WASHINGTON — The pension default by United Airlines is putting heavy new pressure on the financially strapped federal agency that protects private pensions for millions of workers and retirees.
The United case also will probably intensify efforts in Congress to strengthen the Pension Benefit Guaranty Corp. and revamp rules that companies follow to fund their pensions.
The agency has estimated that private pension plans are underfunded by more than $450 billion, a record.
The agency was created in 1974 as a government insurance program for traditional “defined benefit” pension plans. Its deficit more than doubled to a record $23.3 billion last year. That shortfall assumed that the agency would take over United’s pension obligations, officials said.
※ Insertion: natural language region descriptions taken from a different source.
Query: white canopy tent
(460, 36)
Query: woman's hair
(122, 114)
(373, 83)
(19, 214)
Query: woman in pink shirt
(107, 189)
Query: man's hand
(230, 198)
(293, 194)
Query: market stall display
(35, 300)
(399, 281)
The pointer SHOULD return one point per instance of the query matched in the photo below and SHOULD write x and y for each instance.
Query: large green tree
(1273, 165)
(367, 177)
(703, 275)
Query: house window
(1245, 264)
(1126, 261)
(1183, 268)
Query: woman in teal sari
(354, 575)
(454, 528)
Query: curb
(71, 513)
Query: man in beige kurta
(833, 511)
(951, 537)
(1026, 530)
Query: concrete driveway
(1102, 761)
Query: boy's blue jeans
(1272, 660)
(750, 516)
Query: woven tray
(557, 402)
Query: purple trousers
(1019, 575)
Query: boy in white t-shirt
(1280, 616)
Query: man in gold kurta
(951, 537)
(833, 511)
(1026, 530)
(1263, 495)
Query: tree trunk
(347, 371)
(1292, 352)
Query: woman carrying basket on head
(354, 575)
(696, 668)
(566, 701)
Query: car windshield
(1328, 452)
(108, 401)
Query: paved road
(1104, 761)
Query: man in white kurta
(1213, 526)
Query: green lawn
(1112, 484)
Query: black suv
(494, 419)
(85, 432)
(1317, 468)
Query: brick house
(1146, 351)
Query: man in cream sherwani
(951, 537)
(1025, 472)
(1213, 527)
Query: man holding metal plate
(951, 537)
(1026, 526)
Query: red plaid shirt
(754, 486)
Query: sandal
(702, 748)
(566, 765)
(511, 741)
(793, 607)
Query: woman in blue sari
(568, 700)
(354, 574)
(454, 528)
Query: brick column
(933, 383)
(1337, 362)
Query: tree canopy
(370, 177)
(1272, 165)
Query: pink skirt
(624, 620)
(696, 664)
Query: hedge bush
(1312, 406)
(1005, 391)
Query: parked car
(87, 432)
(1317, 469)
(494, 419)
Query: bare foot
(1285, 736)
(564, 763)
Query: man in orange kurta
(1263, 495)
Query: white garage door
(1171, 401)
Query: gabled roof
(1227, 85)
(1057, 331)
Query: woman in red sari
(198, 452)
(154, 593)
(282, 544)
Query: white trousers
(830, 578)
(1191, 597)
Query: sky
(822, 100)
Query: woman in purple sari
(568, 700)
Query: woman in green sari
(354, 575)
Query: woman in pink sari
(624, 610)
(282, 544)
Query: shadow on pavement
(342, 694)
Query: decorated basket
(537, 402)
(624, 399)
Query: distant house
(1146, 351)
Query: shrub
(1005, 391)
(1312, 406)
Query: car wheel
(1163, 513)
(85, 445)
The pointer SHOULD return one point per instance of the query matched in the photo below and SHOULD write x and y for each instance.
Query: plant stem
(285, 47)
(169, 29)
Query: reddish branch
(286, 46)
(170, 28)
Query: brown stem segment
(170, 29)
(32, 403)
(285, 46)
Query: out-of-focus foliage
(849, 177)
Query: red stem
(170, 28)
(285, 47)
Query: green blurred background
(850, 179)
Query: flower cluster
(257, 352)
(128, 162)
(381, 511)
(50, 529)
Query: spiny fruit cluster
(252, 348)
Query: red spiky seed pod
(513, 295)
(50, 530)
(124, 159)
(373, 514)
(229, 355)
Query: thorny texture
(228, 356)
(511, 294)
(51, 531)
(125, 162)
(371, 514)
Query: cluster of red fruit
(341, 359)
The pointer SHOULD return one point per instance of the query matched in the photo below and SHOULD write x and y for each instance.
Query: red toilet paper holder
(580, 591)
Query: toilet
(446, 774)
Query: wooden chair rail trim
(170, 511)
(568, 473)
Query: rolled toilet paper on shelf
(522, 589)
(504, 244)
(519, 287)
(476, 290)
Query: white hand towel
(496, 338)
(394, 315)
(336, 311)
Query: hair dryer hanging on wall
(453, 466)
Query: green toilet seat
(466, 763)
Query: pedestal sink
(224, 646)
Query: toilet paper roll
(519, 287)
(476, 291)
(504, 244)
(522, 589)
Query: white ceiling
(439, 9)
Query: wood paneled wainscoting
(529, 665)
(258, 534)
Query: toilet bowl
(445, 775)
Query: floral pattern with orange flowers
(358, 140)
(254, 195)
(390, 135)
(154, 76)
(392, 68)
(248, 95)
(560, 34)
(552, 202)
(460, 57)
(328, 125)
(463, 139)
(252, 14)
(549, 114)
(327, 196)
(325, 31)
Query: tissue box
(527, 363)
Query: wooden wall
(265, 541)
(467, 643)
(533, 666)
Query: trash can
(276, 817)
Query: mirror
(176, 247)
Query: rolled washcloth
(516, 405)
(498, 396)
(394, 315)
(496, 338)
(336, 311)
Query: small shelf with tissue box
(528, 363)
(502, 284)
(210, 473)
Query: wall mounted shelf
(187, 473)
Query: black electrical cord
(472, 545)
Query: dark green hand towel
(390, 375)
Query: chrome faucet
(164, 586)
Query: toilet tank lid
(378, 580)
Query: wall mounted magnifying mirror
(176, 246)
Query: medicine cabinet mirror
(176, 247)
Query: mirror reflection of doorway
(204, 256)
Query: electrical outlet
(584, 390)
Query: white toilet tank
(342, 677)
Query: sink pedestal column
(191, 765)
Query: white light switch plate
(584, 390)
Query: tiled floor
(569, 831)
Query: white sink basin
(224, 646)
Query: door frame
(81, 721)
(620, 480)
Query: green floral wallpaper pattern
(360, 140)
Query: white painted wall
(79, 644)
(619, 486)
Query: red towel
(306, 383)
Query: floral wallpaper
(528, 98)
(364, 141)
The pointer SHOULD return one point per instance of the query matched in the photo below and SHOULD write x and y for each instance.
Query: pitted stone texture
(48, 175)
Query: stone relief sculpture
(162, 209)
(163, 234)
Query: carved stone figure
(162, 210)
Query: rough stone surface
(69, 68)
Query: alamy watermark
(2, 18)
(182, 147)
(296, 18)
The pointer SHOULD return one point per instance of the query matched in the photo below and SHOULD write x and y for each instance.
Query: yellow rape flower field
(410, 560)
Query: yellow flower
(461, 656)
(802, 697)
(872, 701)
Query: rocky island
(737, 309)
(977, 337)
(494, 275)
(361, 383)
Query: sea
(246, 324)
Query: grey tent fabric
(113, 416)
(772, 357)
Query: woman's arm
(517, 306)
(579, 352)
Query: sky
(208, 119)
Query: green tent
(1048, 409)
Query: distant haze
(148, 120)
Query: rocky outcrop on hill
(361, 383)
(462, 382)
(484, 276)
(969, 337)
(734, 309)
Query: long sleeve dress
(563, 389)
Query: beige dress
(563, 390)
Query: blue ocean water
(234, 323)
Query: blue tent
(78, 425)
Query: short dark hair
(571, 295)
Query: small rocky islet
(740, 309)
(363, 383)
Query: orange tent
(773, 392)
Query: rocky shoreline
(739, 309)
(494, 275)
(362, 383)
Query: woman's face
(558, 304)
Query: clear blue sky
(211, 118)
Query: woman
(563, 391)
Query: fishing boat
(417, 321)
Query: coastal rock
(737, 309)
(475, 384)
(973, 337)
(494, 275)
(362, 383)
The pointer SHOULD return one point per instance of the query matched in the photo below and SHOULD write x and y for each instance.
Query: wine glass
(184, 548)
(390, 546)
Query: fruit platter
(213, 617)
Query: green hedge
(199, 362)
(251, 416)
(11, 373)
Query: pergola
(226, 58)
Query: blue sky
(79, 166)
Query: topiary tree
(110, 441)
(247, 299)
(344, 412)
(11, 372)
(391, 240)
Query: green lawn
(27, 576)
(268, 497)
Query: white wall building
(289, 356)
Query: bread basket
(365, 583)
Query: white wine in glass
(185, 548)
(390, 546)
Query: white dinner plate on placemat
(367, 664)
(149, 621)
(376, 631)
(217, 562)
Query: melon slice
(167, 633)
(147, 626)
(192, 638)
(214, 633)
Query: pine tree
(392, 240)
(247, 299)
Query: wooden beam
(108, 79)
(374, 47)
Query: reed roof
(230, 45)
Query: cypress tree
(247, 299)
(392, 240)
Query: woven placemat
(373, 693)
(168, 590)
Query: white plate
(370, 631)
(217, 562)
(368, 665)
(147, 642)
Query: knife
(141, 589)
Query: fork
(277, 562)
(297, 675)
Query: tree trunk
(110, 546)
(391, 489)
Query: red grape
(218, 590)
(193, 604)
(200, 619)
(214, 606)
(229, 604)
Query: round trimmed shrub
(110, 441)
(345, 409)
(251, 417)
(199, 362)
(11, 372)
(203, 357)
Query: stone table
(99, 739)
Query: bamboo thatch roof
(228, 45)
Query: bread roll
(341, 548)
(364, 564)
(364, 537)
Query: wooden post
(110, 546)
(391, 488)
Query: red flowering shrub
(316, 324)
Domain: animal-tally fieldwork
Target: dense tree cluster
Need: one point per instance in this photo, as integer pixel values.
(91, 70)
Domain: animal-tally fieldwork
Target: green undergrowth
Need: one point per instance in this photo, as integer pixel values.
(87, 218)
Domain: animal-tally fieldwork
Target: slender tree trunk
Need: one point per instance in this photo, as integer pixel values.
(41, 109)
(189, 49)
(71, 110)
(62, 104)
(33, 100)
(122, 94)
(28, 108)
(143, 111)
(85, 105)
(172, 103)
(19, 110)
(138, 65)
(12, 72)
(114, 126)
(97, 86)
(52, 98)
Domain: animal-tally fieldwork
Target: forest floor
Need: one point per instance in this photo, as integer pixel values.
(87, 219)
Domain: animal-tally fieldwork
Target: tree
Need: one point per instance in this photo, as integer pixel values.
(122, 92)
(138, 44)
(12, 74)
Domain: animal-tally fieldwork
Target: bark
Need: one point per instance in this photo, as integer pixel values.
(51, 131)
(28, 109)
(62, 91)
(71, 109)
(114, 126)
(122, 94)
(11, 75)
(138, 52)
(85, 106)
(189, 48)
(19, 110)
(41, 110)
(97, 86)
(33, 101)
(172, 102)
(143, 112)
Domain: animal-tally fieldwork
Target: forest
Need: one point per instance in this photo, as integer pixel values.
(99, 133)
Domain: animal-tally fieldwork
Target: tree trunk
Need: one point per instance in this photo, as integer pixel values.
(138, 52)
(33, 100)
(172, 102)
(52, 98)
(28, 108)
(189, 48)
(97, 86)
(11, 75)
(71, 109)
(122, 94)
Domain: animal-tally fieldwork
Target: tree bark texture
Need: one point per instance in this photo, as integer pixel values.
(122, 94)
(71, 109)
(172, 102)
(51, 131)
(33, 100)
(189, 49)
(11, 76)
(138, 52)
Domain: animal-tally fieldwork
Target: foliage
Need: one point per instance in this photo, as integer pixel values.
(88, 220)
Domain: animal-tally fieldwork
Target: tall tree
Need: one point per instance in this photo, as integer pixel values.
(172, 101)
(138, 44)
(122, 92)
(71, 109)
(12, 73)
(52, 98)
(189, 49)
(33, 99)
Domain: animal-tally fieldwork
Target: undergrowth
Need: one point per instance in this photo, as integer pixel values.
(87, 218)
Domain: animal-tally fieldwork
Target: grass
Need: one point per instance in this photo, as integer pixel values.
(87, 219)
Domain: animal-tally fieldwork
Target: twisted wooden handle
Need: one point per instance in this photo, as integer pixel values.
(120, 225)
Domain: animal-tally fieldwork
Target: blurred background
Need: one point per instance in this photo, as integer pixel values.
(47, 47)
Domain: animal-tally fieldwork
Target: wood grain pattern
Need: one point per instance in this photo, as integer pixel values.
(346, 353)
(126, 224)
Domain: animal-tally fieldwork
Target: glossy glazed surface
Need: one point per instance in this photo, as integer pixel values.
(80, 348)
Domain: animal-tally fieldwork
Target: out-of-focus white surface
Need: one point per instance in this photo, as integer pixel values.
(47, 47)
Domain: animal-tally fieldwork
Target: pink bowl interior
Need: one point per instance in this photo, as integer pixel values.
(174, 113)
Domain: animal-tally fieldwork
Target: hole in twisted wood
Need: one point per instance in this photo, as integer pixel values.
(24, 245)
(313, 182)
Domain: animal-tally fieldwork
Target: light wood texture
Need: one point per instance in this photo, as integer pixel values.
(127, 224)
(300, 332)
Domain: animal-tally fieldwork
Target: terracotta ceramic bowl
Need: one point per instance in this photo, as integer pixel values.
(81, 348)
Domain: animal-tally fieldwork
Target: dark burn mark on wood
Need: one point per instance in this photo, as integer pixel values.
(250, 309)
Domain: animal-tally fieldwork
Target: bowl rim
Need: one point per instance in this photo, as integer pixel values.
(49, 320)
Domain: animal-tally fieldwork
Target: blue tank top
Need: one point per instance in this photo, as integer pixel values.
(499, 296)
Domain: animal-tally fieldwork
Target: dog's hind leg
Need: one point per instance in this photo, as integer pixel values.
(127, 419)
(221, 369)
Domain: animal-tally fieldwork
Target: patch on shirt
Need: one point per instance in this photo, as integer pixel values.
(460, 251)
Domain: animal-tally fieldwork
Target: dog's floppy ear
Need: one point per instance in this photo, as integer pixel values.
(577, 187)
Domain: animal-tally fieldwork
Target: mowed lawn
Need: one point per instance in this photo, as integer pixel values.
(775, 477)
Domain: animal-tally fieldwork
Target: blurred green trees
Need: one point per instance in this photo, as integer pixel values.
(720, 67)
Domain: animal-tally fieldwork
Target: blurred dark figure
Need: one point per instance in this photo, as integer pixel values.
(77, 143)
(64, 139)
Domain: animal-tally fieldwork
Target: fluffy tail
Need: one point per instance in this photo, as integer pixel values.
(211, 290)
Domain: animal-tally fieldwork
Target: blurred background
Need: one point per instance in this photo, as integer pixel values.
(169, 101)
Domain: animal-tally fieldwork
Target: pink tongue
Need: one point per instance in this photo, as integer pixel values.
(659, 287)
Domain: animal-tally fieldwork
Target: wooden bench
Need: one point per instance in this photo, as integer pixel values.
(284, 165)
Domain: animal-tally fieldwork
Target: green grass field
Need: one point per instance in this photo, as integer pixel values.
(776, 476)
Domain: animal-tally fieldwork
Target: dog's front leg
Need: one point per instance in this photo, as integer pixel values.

“United’s ability to shift any pension obligations to the PBGC is going to tax further the agency’s already strained resources,” said Barbara Roth, a partner at Torys LLP, an international law firm.
The agency last year said it had $39 billion in assets to cover $62.3 billion in pension liabilities. Even with the record deficit, the agency has “sufficient assets to pay all benefits for a number of years into the future,” spokesman Jeffrey Speicher said. “Our financial problem is a long-term one.”
Private analysts warn that the problems could worsen if other ailing companies jettison their pension plans.
The defined benefit pension plans protected by the agency are prevalent in older industries, such as automobile manufacturing, steel and airlines.
Manufacturers have been hard hit by foreign competition and the 2001 recession. Airlines were staggered by the attacks of Sept. 11, 2001.
The agency’s operations are financed largely by insurance premiums, which are paid by companies that sponsor traditional pension plans. It also earns money from investments and receives funds from pension plans it takes over. The agency is not funded through tax revenues.